Uso o verbo permanecer, porque negar a satisfação sexual feminina é uma
constante histórica; o desejo delas sempre foi reprimido por estruturas sociais
de diferentes épocas. Quando conheci a proposta empreendedora de Marília,
imediatamente pensei em Lilith – que nas tradições hebraicas, babilônicas e
cristã é apontada como a primeira mulher; aquela que não se conformou com uma
posição de subserviência perante o masculino. Banida e, muitas vezes,
classificada como um demônio, ela é um arquétipo do feminino contemporâneo. Essa
foi, exatamente, a inspiração da fundadora da empresa.
Às
vésperas do Dia das Bruxas, dedico uma reflexão às mulheres que vieram antes de
mim; é como se eu quisesse honrar essa tradição, ressignificar a bruxaria e dar
nova voz às que morreram para que nenhuma de nós, nos próximos séculos, precise
se calar. As mulheres em chamas da Idade Média são a lembrança da
autodeterminação. Como nós, as bruxas das noites dos tempos remotos eram
emancipadas, sexualmente livres, parteiras e benzedeiras; amigas da vida e da
morte. Solteiras ou viúvas, eram uma ameaça ao controle e à autoridade da
Igreja Católica, que combatia esse feminino com ódio, violência e fake news. Acusadas de
causar o descontrole nos homens, de serem próximas do diabo e até de sequestrar
e assar crianças – vide o conto João
e Maria –, as bruxas são a imagem feminina da
resistência. Essa imagem, aliás, persiste no imaginário humano, mesmo
sabendo que se trata de uma narrativa falsa cujo objetivo sempre foi oprimir e
apequenar. Hoje, essa força feminina se manifesta em outros rostos e outras
vidas, na forma de mulheres maduras que enxergam dentro de si a identidade de
bruxas, inconformadas com as regras, resistentes ao lugar que insistem em
colocá-las (de somente avós!) e, acima de tudo, em busca de um lugar próprio
que transborda qualquer convenção social.
Alguns
estudiosos arriscam dizer que, durante a Santa Inquisição, 200 mil pessoas
foram mortas; outros chegam a contabilizar 9 milhões de acusados, julgados e
mortos, sendo a maioria, mulheres. Estou certa de que esses números configuram
o maior genocídio por gênero da história. Voltando à sexualidade livre – que
inspirou Marília Ponte –, essas bruxas passavam, de geração para geração,
uma postura de experimentar, na individualidade, a potência orgástica que
residia em cada uma delas. Longe da imagem de castidade, essas mulheres
escolhiam abdicar da vida religiosa para viver o próprio desejo e a
liberdade. Porém, foi principalmente nos últimos séculos dessa perseguição
que o controle de natalidade e a sexualidade sem fins de reprodução começaram a
ser demonizados. As penas para as que contrariavam esses preceitos eram as mais
cruéis.
A
perseguição era centrada em mulheres que viviam relações fora do casamento,
viúvas, ou ainda, mulheres em relações homoafetivas. Existia, com isso, uma
visão dominante de que a sexualidade feminina só poderia existir a serviço de
algo: do prazer masculino ou da reprodução. Séculos depois, a perseguição ainda
é realidade em muitos lugares do mundo. Mais de 200 milhões de garotas, entre a
infância e a idade de 15 anos, sofrem mutilação genital, segundo a Organização
Mundial da Saúde (OMS).
Nesse
Dia das Bruxas, portanto, o meu convite é para que as mulheres vivenciem de
forma diferente esse Halloween.
Que tal dedicar tempo para refletir sobre a própria sexualidade? Esse é um
desafio que faço, especialmente para as mulheres com mais de 60 anos.
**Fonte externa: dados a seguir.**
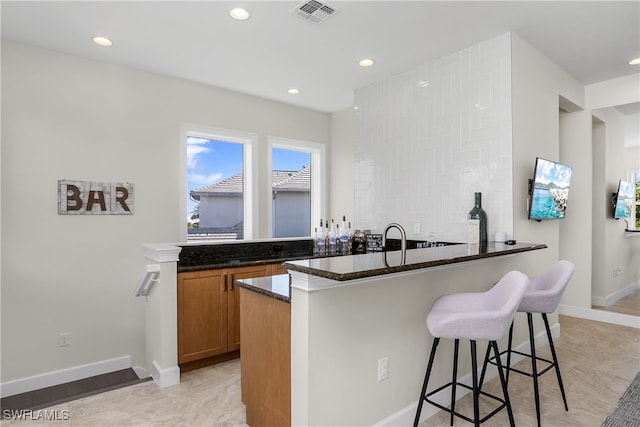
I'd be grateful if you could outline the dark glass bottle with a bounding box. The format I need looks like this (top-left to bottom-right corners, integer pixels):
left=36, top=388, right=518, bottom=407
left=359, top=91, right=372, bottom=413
left=467, top=193, right=487, bottom=244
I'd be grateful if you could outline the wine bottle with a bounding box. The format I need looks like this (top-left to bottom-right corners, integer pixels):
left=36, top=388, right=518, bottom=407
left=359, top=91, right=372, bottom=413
left=329, top=218, right=336, bottom=255
left=315, top=220, right=326, bottom=255
left=467, top=193, right=487, bottom=245
left=338, top=215, right=349, bottom=255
Enquanto mais de 90% dos homens afirmam atingir o orgasmo durante a relação
sexual, somente 39% delas relatam o mesmo. Vinte e três por cento das
brasileiras descrevem as últimas experiências sexuais como nada prazerosas;
para os homens, esse índice é de 5% – de acordo com o estudo O orgasmo incidental: a presença de
conhecimento clitoriano e a ausência de orgasmo para as mulheres.
A
ciência levou dois mil anos para conhecer a real estrutura do complexo do
clitóris, antes conhecido como “teta do diabo” – uma prova incontestável de que
as mulheres com glandes mais longas eram bruxas destinadas às fogueiras. Então,
em 2020, vamos nos rebelar contra toda e qualquer opressão ao prazer feminino?
Em 30 de outubro, às 19 horas, vou participar de uma live no YouTube de As Perennials, acompanhada
de Marília Ponte, fundadora da Lilit; e da especialista em bruxas Isabelle
Anchieta. As anfitriãs serão Natália Dornellas e Fernanda Ribeiro. Vou
representar a Maturiboss – meu novo canal de conteúdo para mulheres 50+ – e
vamos falar muito sobre o feminino e outras coisas mais. A bruxa que vive em
mim saúda a bruxa que vive em você. Feliz Dia das Bruxas, manas!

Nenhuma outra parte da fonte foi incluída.